In some places, that's exactly the point.

In some St. Louis suburbs, zoning restrictions limit entire townships to upper-income residents. Gated communities in many American suburbs keep out the unwanted.

At the other extreme, Minneapolis -- thanks largely to progressive legislator Myron Orfield -- requires any new suburban development to include lower-income housing.

The overriding question is what America's suburbs will look like 50 years from now. Will it be a vast sprawling network, its outer edge far removed from the central city? Or will advances in technology render cities further obsolete as business centers, and free future suburbs from any proximity to cities?

That's what author and cultural commentator Robert D. Kaplan envisions.

"The United States will become increasingly a network of vast suburban blotches separated by empty space," Kaplan writes in "An Empire Wilderness."

For lovers of old city buildings, street energy and interaction, it's an eerie thought.

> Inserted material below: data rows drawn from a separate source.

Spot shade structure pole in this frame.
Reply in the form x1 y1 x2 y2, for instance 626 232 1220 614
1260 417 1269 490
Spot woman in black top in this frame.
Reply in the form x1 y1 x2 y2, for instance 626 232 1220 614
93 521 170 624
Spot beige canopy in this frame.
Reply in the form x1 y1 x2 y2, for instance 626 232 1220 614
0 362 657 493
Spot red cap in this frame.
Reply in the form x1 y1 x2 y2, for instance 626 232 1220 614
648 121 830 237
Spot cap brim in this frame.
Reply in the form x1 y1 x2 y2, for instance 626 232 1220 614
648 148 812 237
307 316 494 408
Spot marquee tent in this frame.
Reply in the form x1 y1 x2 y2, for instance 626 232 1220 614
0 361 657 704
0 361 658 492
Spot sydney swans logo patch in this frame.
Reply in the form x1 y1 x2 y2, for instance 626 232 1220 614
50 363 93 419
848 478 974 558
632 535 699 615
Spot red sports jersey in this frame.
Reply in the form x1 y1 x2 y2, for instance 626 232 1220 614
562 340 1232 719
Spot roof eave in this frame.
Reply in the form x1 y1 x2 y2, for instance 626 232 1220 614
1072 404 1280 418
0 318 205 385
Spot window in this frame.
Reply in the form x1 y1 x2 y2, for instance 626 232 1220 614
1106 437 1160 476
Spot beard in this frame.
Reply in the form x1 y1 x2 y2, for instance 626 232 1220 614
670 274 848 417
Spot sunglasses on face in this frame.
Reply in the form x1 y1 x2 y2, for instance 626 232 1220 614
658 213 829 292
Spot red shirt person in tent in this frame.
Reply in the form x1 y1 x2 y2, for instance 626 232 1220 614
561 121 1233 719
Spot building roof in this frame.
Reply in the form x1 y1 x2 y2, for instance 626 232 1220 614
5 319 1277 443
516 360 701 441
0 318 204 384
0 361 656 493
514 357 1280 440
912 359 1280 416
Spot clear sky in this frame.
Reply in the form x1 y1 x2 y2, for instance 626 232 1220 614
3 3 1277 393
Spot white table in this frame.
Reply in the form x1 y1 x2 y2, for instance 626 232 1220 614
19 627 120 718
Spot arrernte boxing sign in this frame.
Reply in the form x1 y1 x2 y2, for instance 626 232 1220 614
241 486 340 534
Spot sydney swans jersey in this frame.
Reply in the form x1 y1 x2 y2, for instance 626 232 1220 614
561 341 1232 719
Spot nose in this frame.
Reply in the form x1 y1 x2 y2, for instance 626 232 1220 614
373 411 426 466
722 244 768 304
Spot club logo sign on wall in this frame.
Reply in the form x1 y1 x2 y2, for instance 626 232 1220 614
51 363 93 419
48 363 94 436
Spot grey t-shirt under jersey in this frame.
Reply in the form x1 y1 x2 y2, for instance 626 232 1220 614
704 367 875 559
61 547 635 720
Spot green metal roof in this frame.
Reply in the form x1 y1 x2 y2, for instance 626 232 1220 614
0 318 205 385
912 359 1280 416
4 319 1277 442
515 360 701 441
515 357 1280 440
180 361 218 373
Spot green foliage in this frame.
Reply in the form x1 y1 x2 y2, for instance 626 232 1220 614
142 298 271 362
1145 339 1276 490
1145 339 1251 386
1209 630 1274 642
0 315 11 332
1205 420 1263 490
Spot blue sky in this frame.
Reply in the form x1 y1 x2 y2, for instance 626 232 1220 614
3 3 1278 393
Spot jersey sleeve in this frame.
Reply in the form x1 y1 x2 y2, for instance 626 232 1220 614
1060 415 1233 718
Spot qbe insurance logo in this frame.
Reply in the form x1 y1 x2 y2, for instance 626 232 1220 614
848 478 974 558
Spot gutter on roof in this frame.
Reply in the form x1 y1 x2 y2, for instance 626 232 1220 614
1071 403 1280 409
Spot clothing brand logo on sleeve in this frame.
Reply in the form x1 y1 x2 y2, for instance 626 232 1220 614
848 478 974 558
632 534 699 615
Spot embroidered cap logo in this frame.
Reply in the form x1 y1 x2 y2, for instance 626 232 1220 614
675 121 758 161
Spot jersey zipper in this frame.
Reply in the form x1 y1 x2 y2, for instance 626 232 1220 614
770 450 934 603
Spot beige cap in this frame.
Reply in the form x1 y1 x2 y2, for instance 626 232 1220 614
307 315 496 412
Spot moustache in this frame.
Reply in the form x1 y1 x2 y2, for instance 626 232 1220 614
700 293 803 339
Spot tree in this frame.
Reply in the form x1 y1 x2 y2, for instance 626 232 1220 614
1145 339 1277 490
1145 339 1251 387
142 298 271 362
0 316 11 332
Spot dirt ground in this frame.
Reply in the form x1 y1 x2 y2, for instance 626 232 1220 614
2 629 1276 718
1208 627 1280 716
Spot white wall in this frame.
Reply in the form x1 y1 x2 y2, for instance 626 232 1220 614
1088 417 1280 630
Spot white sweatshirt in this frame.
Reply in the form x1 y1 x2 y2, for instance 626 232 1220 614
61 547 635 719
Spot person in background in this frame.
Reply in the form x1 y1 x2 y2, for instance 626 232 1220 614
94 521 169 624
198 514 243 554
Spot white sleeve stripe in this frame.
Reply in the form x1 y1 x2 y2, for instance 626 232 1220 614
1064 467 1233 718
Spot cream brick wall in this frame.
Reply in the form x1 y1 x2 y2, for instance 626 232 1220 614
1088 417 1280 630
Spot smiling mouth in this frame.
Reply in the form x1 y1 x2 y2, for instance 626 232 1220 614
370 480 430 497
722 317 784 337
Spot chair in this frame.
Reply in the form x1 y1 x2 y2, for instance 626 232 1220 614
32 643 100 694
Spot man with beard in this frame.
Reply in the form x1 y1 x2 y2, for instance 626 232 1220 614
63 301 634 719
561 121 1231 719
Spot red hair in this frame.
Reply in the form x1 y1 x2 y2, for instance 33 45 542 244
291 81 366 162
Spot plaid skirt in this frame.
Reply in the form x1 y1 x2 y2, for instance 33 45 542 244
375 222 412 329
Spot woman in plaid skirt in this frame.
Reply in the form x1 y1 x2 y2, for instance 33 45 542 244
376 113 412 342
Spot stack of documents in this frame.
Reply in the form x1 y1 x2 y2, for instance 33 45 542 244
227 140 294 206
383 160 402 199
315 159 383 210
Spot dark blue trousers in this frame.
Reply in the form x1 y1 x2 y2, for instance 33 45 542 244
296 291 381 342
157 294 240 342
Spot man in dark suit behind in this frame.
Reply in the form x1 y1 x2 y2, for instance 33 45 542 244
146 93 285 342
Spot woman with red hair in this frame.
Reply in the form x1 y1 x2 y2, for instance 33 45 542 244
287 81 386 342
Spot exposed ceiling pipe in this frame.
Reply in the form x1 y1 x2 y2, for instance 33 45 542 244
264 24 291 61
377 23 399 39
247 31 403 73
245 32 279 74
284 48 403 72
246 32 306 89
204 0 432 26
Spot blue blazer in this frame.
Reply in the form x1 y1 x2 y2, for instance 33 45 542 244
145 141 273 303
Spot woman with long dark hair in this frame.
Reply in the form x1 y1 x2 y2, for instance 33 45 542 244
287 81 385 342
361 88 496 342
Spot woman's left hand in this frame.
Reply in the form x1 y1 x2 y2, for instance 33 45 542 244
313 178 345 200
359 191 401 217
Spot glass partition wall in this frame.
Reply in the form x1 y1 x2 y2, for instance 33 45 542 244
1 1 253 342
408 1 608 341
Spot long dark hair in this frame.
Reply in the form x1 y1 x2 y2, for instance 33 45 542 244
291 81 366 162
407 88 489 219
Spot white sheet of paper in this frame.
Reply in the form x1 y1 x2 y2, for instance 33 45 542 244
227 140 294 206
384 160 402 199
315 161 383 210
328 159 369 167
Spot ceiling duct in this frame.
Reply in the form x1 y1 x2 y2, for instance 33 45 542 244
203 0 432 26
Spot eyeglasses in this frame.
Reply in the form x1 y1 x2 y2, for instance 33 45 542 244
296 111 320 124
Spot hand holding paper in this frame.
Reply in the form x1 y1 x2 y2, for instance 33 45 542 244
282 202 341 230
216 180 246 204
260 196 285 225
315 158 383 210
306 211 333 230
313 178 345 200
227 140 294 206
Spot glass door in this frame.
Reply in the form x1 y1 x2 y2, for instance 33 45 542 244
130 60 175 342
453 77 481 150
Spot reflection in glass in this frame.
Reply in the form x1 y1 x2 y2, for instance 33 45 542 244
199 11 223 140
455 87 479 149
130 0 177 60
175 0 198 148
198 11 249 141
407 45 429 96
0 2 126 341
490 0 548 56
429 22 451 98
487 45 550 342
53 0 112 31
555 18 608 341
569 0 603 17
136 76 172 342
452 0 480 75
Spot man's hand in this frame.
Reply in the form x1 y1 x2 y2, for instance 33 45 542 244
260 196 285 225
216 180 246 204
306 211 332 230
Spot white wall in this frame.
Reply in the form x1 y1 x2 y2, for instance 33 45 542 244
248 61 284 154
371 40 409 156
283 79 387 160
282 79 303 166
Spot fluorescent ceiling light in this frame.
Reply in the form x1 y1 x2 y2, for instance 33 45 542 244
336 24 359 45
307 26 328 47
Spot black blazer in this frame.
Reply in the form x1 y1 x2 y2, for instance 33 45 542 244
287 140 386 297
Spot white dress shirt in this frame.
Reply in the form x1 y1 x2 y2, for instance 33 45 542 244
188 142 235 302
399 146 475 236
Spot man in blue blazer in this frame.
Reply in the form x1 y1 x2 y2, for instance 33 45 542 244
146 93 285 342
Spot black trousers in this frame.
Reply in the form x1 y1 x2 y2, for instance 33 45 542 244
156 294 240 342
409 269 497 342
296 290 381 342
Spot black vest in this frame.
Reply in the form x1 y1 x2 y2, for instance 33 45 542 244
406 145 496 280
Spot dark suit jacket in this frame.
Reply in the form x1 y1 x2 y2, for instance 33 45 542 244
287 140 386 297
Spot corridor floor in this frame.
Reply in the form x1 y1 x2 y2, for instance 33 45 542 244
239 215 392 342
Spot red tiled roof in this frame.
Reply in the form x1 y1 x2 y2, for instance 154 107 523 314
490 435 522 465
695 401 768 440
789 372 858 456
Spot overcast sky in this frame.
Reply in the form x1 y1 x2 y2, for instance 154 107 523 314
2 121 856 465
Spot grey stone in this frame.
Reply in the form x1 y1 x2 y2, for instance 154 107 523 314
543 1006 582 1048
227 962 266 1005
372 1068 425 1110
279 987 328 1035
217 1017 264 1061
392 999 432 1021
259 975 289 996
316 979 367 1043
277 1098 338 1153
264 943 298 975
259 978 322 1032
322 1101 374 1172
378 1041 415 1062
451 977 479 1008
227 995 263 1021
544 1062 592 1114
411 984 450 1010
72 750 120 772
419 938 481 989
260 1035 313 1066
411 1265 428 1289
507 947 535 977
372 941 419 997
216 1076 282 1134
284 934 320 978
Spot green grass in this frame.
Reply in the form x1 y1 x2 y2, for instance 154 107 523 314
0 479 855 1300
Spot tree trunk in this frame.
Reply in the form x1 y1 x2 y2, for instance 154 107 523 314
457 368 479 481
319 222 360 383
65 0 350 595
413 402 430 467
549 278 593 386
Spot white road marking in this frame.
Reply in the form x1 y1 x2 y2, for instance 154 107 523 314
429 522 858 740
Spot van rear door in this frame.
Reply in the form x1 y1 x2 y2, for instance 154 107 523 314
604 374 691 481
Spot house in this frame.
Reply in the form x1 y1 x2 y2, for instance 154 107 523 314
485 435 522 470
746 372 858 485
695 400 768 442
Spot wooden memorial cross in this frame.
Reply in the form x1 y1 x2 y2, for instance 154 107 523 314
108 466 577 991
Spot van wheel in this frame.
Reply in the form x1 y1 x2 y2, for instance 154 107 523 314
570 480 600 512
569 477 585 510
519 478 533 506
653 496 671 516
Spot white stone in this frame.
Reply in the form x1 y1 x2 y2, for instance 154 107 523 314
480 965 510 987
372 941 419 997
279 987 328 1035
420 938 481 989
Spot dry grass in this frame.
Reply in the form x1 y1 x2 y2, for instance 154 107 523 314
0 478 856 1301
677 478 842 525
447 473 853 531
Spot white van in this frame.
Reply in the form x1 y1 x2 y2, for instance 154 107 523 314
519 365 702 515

For lovers of country roads and farms, it may be just as frightening.

Ed Spoth Jr. has watched the world outside his farm market change from a two-lane road cutting through the fields to a traffic jam surrounded by shopping plazas.

What does he think Clarence will look like in 10 years?

"I think it will look a lot like Amherst does now."

He pauses.

"I hope to be retired and living somewhere else by then."

Maybe a nice, quiet place in the country. If he can find one.